Arsa Metrekare Rayiç Bedeli Takdir Komisyonu tarafından belirlenen emlak vergisine esas olan m² değerleri, ilgili Belediye Başkanlığı Emlak Vergi Dairesinden istenip, dava konusu taşınmazın, emsal taşınmazlara göre üstünlük oranı yönünden bilirkişi kurulu raporununda denetlenmesi, emsal alınan taşınmaz/taşınmazların değerlendirme tarihi itibariyle imar düzenlemesi sonucu oluşmuş imar parselleri olup olmadıkları, imar parseli iseler düzenleme ortaklık payının düşülüp düşülmediğinin, düşülmüş ise oranının belediye başkanlığı imar ve tapu müdürlüklerinden sorulup, emsalin İmar Kanunu uyarınca imar parseli, dava konusu taşınmazın ise imar uygulaması yapılmamış arsa parseli olduğunun belirlenmesi halinde çekişmeli taşınmazın emsalle karşılaştırma sonucu bulunan değerinden düzenleme ortaklık payına karşılık gelecek oranda indirim yapılması gerektiği gözetilmeli, tapu kapsamındaki taşınmazın değeri, tapu iptali ve tescil kararının kesinleştiği tarihe göre hesaplanmalı, taşınmazın varsa mütemmim cüzleri, muhdesat ve sökülemeyen teferruatlarının değerleri bayındırlık birim fiyatları ve yıpranma oranları gözetilerek değerleme tarihine göre tespit ettirilmeli, bu şekilde tapusu iptal edilen taşınmazların zemin değeri, üzerindeki mütemmim cüz, muhdesat ve sökülemeyen teferruatları esas alınıp, tapunun iptali sebebiyle tapu sahibinin oluşan gerçek zararlarının saptanması gerekmektedir.
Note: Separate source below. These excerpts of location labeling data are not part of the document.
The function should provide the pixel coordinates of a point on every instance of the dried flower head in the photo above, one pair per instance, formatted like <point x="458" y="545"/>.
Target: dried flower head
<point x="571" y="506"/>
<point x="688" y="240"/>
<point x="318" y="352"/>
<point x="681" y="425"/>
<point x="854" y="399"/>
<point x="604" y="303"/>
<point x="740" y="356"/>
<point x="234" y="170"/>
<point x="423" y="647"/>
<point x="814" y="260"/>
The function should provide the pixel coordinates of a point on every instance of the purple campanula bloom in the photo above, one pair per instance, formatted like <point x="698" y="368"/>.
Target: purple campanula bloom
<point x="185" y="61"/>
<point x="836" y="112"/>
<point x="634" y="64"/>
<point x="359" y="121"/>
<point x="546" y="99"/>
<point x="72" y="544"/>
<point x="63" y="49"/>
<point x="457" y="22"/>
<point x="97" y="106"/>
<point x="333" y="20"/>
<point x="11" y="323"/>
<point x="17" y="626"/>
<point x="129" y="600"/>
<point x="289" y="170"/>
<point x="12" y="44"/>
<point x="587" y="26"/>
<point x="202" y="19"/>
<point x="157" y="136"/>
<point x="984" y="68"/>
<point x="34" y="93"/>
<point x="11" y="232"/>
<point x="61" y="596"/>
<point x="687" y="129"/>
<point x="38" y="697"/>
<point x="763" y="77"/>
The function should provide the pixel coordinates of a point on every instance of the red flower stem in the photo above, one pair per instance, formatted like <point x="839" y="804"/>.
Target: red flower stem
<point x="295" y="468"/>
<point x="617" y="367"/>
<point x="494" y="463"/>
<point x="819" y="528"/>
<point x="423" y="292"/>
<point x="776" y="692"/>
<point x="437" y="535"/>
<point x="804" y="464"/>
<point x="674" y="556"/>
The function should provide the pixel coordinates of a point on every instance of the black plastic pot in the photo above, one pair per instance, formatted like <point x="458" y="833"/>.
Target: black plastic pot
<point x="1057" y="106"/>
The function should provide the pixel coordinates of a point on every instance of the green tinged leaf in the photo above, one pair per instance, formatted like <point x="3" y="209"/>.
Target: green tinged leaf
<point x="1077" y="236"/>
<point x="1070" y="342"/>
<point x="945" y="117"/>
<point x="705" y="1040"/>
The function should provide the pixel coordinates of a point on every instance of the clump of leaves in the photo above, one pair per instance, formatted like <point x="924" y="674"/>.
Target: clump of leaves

Açıklanan hususlar gözetilmeksizin, eksik araştırma, inceleme ve yetersiz bilirkişi raporlarına dayanılarak hüküm kurulması usûl ve kanuna aykırıdır.
SONUÇ: Yukarıda açıklanan nedenlerle; davalı Hazine vekilinin temyiz itirazlarının kabulü ile hükmün BOZULMASINA 20/06/2019 günü oy birliği ile karar verildi.